How this calculator works
This calculator assumes a 1:1 neutralization reaction between a monoprotic strong acid and a monobasic strong base. It computes the initial moles in the flask, the moles of titrant added, and the excess reacting species after neutralization. It then determines whether the system is in the pre-equivalence, equivalence, or post-equivalence region. Finally, it calculates pH and generates a Chart.js titration curve covering a range of added titrant volumes around the equivalence point.
That means the tool is appropriate for standard teaching examples like HCl with NaOH, HNO3 with KOH, or HBr with NaOH, provided the stoichiometry is 1:1 and both electrolytes are treated as fully dissociated. If you are working with polyprotic acids, concentrated non-ideal solutions, or temperatures far from 25 C, more advanced treatment may be required.

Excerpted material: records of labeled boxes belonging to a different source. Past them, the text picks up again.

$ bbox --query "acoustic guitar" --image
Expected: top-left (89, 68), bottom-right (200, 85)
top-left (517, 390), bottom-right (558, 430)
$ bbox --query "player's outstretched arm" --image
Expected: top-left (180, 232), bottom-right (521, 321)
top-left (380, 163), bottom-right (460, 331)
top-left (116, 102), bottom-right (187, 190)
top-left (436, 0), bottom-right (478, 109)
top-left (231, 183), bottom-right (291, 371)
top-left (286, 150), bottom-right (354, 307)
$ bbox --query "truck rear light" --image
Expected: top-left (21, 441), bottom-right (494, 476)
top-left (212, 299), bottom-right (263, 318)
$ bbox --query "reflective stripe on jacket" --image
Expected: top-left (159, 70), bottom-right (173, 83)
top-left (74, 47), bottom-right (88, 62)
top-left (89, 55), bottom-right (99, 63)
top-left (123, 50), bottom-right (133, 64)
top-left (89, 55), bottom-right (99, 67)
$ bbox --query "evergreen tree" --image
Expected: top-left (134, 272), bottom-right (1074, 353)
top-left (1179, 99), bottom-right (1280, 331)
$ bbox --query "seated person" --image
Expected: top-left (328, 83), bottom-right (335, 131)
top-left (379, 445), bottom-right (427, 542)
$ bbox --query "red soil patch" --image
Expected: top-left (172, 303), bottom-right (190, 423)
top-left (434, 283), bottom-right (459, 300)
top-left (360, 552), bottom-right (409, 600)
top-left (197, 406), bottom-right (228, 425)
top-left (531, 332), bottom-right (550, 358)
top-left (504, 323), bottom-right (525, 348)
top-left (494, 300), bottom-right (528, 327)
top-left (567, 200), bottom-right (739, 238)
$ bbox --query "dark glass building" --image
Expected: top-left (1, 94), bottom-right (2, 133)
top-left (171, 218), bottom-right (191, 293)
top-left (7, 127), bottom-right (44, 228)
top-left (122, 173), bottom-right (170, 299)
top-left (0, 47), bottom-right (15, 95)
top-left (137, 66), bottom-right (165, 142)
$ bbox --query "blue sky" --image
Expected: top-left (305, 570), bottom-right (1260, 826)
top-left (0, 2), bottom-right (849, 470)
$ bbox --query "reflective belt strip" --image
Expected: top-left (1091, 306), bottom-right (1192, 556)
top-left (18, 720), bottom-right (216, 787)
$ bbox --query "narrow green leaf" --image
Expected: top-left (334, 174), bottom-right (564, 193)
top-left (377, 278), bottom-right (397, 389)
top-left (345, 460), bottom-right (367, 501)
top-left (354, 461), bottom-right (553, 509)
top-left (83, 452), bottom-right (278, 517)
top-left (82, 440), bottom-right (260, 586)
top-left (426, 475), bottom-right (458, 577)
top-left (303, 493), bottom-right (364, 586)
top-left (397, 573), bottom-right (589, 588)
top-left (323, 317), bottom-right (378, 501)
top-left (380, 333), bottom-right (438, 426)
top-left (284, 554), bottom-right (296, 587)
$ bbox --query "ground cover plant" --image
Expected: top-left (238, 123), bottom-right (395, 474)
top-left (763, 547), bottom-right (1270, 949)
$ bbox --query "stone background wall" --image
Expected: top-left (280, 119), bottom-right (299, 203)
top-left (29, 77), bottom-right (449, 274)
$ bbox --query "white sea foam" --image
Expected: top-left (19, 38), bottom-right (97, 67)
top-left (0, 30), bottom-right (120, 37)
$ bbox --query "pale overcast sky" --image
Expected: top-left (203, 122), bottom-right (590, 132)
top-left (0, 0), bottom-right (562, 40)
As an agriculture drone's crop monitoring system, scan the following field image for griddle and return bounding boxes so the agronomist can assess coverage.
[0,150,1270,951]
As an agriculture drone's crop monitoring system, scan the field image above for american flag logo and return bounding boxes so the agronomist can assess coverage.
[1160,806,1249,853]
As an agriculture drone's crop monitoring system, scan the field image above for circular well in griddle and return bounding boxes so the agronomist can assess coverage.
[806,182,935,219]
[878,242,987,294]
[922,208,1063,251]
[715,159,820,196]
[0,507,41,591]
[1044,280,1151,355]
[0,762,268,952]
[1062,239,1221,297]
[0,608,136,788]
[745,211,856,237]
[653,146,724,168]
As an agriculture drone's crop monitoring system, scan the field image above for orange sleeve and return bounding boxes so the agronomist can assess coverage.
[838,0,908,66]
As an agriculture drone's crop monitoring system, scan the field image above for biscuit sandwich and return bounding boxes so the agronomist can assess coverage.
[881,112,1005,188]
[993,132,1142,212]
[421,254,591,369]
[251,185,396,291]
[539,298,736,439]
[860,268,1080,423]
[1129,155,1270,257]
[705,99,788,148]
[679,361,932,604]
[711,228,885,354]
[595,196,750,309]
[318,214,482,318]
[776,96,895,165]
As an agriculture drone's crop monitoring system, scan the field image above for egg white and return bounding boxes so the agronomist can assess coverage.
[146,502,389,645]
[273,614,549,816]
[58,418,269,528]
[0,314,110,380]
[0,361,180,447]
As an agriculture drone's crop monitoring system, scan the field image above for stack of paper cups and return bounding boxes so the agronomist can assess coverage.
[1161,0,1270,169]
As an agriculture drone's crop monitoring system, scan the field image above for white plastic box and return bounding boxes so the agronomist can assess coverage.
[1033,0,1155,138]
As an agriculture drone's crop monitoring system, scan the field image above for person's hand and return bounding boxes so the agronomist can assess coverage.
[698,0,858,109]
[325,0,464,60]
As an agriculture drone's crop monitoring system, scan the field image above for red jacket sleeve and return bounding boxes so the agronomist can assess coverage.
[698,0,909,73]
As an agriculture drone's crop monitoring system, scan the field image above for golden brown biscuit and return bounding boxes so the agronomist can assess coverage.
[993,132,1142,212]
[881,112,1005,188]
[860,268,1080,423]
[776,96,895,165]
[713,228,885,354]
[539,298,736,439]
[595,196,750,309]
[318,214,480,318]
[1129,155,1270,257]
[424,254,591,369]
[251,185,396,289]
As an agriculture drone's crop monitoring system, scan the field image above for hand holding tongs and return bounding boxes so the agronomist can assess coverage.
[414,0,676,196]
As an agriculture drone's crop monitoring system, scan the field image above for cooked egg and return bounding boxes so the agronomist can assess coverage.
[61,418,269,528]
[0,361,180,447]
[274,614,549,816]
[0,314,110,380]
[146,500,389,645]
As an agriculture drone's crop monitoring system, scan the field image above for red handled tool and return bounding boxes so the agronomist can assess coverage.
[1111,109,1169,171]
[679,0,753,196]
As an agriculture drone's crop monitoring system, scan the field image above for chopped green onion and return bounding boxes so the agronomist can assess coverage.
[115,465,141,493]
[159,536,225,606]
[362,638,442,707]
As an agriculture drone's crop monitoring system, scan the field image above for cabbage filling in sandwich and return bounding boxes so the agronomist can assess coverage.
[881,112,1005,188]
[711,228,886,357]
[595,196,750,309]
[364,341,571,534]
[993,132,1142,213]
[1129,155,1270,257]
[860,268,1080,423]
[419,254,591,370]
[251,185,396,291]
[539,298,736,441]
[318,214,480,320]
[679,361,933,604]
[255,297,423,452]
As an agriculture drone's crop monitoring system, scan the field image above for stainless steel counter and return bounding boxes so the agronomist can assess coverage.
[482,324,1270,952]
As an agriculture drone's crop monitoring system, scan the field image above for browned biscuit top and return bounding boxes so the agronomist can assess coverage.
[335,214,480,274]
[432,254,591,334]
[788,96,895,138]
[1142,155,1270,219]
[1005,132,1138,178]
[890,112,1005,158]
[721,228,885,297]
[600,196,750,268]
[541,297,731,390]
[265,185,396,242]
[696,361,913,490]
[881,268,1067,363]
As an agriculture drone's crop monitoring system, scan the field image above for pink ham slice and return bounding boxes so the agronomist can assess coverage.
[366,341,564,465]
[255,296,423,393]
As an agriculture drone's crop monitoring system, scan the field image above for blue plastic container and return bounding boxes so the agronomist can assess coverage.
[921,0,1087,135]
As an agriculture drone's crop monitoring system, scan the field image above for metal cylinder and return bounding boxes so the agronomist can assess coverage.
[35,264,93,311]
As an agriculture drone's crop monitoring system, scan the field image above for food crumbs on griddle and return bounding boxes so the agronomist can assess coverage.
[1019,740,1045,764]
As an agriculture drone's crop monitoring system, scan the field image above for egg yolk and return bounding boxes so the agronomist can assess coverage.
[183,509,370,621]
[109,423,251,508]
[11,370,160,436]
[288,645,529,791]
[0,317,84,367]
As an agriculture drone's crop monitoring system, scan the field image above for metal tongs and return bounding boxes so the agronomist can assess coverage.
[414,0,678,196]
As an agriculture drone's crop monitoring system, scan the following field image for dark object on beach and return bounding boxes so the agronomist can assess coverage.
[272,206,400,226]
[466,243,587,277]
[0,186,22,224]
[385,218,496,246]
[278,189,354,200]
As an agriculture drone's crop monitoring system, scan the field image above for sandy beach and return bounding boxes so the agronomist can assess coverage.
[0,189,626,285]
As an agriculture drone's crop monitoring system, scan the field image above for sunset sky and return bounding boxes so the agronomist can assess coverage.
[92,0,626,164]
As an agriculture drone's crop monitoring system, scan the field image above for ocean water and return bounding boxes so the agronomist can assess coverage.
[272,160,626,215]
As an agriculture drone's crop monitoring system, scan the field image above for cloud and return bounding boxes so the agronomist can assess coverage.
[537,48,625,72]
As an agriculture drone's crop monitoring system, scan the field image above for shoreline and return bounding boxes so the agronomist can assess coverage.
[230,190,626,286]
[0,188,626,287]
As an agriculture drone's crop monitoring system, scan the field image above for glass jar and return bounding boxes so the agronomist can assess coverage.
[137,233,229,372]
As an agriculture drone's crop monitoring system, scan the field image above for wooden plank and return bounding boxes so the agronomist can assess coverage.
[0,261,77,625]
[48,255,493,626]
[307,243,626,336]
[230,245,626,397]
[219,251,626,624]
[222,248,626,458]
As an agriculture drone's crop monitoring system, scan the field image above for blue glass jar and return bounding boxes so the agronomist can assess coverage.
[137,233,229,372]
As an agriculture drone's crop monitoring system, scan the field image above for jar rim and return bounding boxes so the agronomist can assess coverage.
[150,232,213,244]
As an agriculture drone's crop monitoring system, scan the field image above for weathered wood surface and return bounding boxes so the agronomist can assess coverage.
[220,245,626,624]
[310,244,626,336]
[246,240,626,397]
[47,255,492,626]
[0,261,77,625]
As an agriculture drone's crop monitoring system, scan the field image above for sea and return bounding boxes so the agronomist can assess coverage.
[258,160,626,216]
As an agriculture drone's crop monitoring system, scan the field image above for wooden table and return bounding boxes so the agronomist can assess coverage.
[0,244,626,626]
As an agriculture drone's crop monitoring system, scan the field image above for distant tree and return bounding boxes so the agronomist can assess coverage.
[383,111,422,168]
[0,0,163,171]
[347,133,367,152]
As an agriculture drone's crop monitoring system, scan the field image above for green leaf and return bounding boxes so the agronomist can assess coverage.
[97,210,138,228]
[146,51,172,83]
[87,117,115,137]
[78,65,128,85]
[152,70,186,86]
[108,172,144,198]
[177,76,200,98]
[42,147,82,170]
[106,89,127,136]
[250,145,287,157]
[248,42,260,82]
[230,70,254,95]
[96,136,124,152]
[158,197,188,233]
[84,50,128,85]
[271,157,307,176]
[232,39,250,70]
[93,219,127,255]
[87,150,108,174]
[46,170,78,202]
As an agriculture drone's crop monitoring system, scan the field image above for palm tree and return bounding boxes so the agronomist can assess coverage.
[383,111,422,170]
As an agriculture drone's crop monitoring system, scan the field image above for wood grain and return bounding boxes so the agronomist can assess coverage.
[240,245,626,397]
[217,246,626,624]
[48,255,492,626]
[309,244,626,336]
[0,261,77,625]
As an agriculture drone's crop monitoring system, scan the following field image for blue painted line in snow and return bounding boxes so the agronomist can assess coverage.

Authoritative references for deeper study
- USGS: pH and Water
- U.S. EPA: pH overview and environmental context
- Purdue University General Chemistry: acids, bases, and titration concepts
Final takeaway
To calculate pH of strong acid strong base titration correctly, always think in terms of excess moles after neutralization. Before equivalence, the original analyte controls the pH. At equivalence, the theoretical pH is 7.00 at 25 C. After equivalence, the titrant controls the pH. Once you master that sequence, these calculations become fast, accurate, and highly intuitive. Use the calculator above to test multiple scenarios and visualize how concentration, volume, and titrant addition shape the entire pH curve.